The focus is therefore on whether the chambers judge properly identified the common law test in the context of discriminatory tax treatment and her application of the test to the MSA. If the common law test is as argued by the appellants – that discriminatory tax treatment must be expressly provided for in the statute – the appeal must be allowed, the General Council conceding no express authorization is found in the MSA. If the common law test allows for administrative discrimination by necessary inference, the legislation must be carefully examined to determine that necessary inference (at paras. 29-30; see also Restaurants Canada c. Ville de Montréal, 2021 QCCA 1639, at para. 24).
I agree (and see further here).
Second, there was also an interesting issue in GSI about s. 360 of the Municipalities Act, which purports to oust judicial review of a by-law on the basis of unreasonableness. I addressed this point in my paper “Patent Unreasonableness After Vavilov“, where I suggested that the best way to approach such clauses is to treat them “as forming part of the applicable governing statutory scheme and indicating that municipalities have a wider margin of appreciation when making decisions” (p. 9): this analysis was adopted by the Alberta Court of Appeal in dealing with an analogous provision in Koebisch v. Rocky View (County), 2021 ABCA 265, at paras. 23-24.
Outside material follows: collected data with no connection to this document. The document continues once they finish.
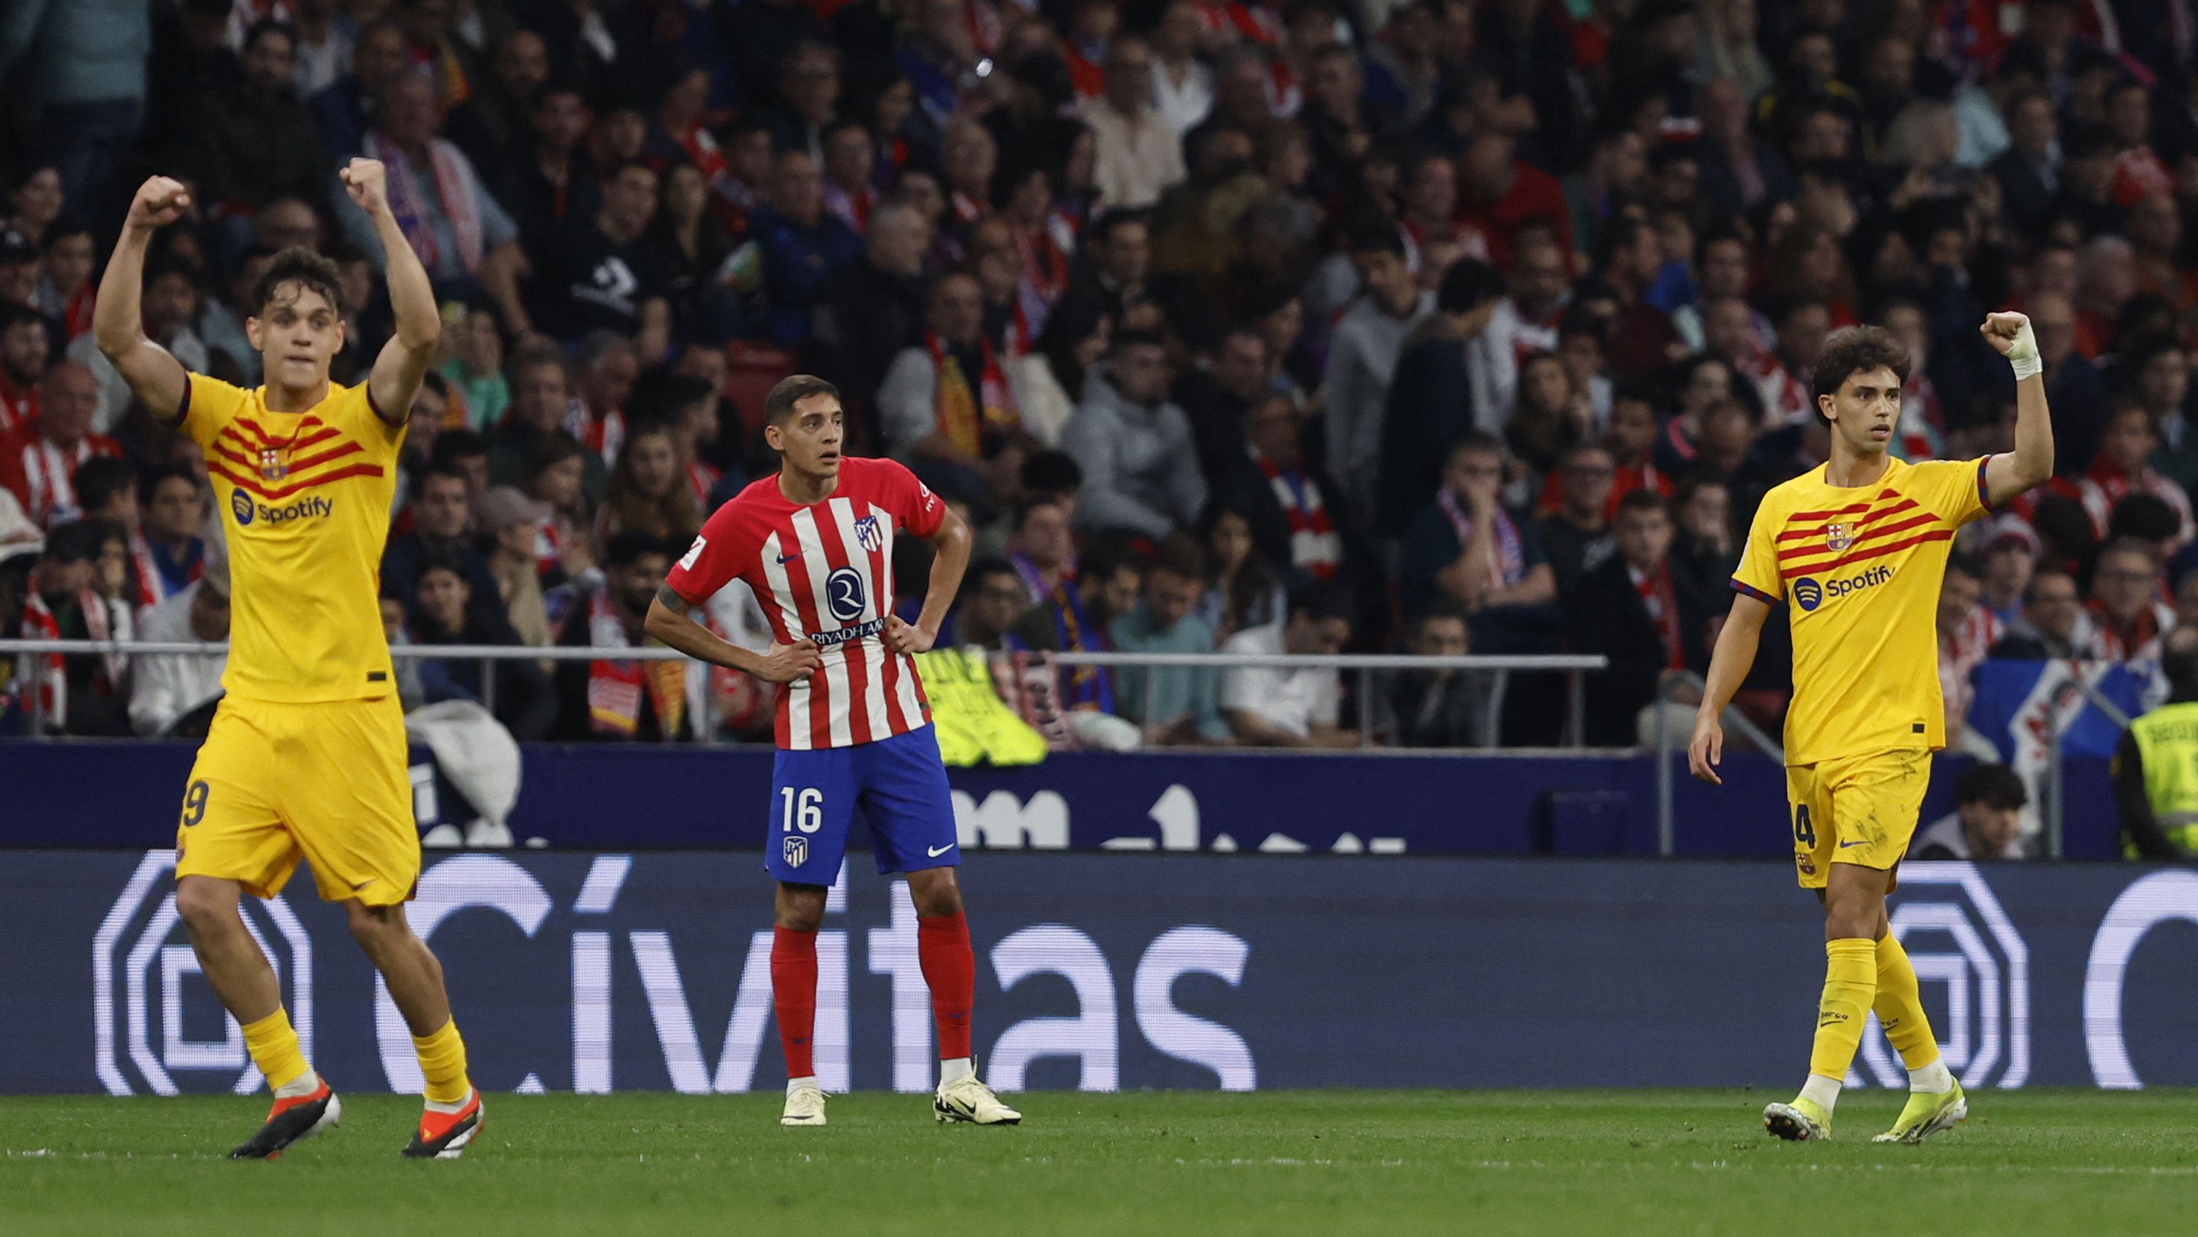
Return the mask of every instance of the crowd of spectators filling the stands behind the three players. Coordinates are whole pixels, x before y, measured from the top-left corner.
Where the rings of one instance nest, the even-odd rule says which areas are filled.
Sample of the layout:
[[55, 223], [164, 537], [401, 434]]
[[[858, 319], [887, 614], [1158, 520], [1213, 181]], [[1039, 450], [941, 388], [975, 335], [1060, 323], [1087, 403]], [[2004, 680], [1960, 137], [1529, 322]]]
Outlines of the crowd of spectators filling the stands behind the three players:
[[[1827, 455], [1811, 367], [1912, 354], [1897, 453], [2009, 448], [2018, 308], [2060, 477], [1950, 571], [1987, 657], [2156, 664], [2198, 624], [2189, 0], [15, 0], [0, 15], [0, 633], [218, 639], [207, 459], [90, 338], [147, 174], [193, 215], [147, 334], [257, 382], [314, 246], [338, 380], [391, 330], [336, 191], [389, 165], [444, 301], [382, 560], [393, 642], [631, 648], [774, 470], [763, 391], [980, 530], [941, 644], [1059, 745], [1547, 743], [1488, 672], [1095, 670], [1057, 650], [1602, 653], [1587, 738], [1692, 710], [1756, 503]], [[903, 549], [921, 551], [921, 545]], [[897, 571], [903, 587], [921, 562]], [[910, 598], [919, 604], [921, 598]], [[761, 646], [745, 589], [712, 626]], [[1741, 707], [1774, 727], [1774, 648]], [[670, 661], [407, 661], [521, 738], [728, 736]], [[4, 721], [202, 725], [218, 659], [18, 659]]]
By contrast, Caldwell JA concluded that the effect of s. 360 was to “immunise the broader reasonableness of a bylaw from judicial review” without precluding “vires review or challenges on grounds traditionally akin to vires review” (at para. 24). The cogency of this conclusion rests, however, on a distinction between vires review and unreasonableness that is (in my view) no longer tenable in light of Vavilov. The dominant view in the post-Vavilov jurisprudence is that vires review and review for unreasonableness have merged. The Supreme Court of Canada heard argument recently on this point in Auer and TransAlta and will provide a definitive answer in the near future.
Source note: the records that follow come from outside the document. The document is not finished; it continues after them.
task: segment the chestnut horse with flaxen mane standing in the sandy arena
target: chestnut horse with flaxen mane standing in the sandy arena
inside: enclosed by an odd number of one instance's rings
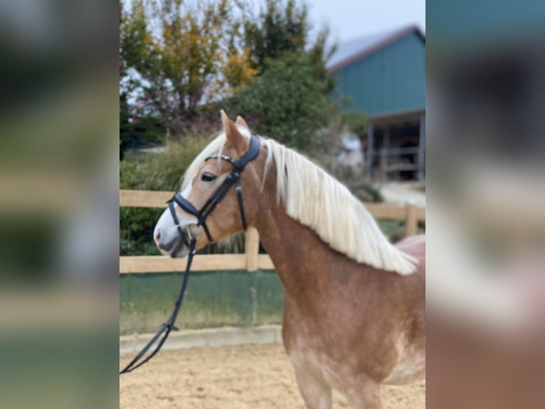
[[[256,138],[242,118],[233,123],[223,111],[222,118],[223,133],[184,177],[181,197],[192,209],[233,175],[232,158]],[[176,202],[177,225],[166,209],[157,246],[185,257],[190,237],[201,248],[210,237],[240,232],[245,219],[285,289],[282,338],[307,408],[332,408],[332,389],[354,408],[381,408],[381,384],[425,376],[424,239],[390,244],[344,185],[297,152],[258,140],[255,159],[240,172],[244,217],[235,189],[207,217],[208,231]],[[217,159],[206,160],[211,155]]]

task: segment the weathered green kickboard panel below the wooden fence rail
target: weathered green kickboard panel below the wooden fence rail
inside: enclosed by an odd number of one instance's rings
[[[174,309],[182,273],[120,275],[120,335],[151,333]],[[281,323],[284,290],[275,271],[191,273],[176,326]]]

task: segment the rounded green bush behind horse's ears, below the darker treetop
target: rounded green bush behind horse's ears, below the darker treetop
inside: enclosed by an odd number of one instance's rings
[[[243,115],[256,132],[297,149],[319,143],[317,130],[334,113],[314,63],[295,53],[268,60],[260,78],[236,93],[226,108],[231,115]]]

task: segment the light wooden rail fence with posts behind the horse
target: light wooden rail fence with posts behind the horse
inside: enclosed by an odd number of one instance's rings
[[[147,190],[120,190],[120,207],[166,207],[174,192],[152,192]],[[376,219],[394,219],[405,222],[405,236],[417,232],[419,220],[425,220],[425,207],[411,204],[405,206],[384,203],[366,203],[366,209]],[[186,259],[172,259],[168,256],[123,256],[120,257],[120,274],[159,273],[184,271]],[[259,234],[253,227],[248,228],[245,237],[244,254],[199,254],[193,260],[191,271],[240,270],[255,271],[274,269],[268,254],[259,254]]]

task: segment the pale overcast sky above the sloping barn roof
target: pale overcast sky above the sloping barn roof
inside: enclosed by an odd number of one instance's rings
[[[416,24],[425,31],[425,0],[307,0],[314,24],[339,42]]]

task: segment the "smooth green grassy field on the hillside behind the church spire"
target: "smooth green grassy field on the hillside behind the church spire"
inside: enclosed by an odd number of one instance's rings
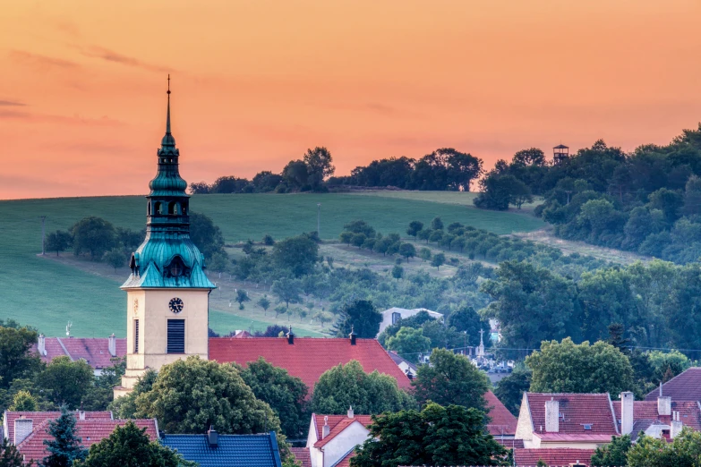
[[[460,195],[402,192],[399,196],[389,191],[363,195],[206,195],[193,197],[191,209],[212,217],[227,242],[260,240],[264,234],[279,239],[315,230],[317,203],[321,203],[321,237],[325,239],[338,238],[346,222],[361,218],[386,234],[404,234],[410,221],[428,223],[436,216],[446,225],[462,222],[497,234],[543,226],[539,219],[525,214],[472,208]],[[471,200],[471,193],[462,195]],[[146,201],[140,196],[0,201],[0,318],[17,319],[46,335],[64,335],[71,320],[72,335],[99,337],[114,332],[124,336],[126,295],[118,287],[122,278],[90,274],[41,258],[39,216],[47,216],[47,232],[67,229],[87,216],[141,229],[145,211]],[[125,278],[127,270],[120,274]],[[254,322],[254,328],[264,327],[267,321]],[[211,322],[223,331],[248,328],[251,319],[239,318],[229,310],[212,310]]]

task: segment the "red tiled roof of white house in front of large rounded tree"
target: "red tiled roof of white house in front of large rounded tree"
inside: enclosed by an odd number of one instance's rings
[[[545,402],[560,402],[560,434],[615,435],[616,424],[608,394],[543,394],[526,393],[535,433],[545,432]],[[584,429],[585,424],[592,429]],[[541,429],[542,427],[542,429]]]

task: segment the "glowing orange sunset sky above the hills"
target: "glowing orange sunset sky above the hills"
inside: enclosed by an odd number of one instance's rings
[[[699,23],[697,0],[0,0],[0,199],[147,191],[167,72],[188,182],[313,146],[348,174],[666,143],[701,120]]]

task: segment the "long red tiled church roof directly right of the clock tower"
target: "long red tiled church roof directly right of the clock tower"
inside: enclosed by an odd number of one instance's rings
[[[279,337],[256,337],[236,339],[233,337],[209,338],[209,359],[220,363],[235,361],[245,365],[263,357],[276,367],[284,368],[309,386],[310,394],[321,374],[349,361],[359,361],[363,370],[380,373],[397,379],[398,386],[407,389],[409,378],[389,358],[375,339],[357,339],[355,345],[349,339],[326,339],[314,337],[295,338],[295,344]]]

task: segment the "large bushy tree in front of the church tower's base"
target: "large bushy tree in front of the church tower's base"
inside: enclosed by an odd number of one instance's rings
[[[256,399],[234,366],[190,356],[164,365],[149,392],[136,399],[136,417],[156,418],[168,433],[279,431],[278,416]]]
Given his conclusion on the interpretation of s. 360, it is somewhat surprising that Caldwell JA went to address the reasonableness of the by-law. He did so on the basis that the question of whether the by-law was one that no reasonable body could have adopted was a question of vires (at para. 44). In my view, this is best classified as a question of substantive reasonableness. To my eye, therefore, Caldwell JA’s approach highlights the porousness of the boundary between reasonableness review and vires review and underscores the attraction of applying the unified approach to reasonableness review as set out in Vavilov.
This content has been updated on May 21, 2024 at 14:23.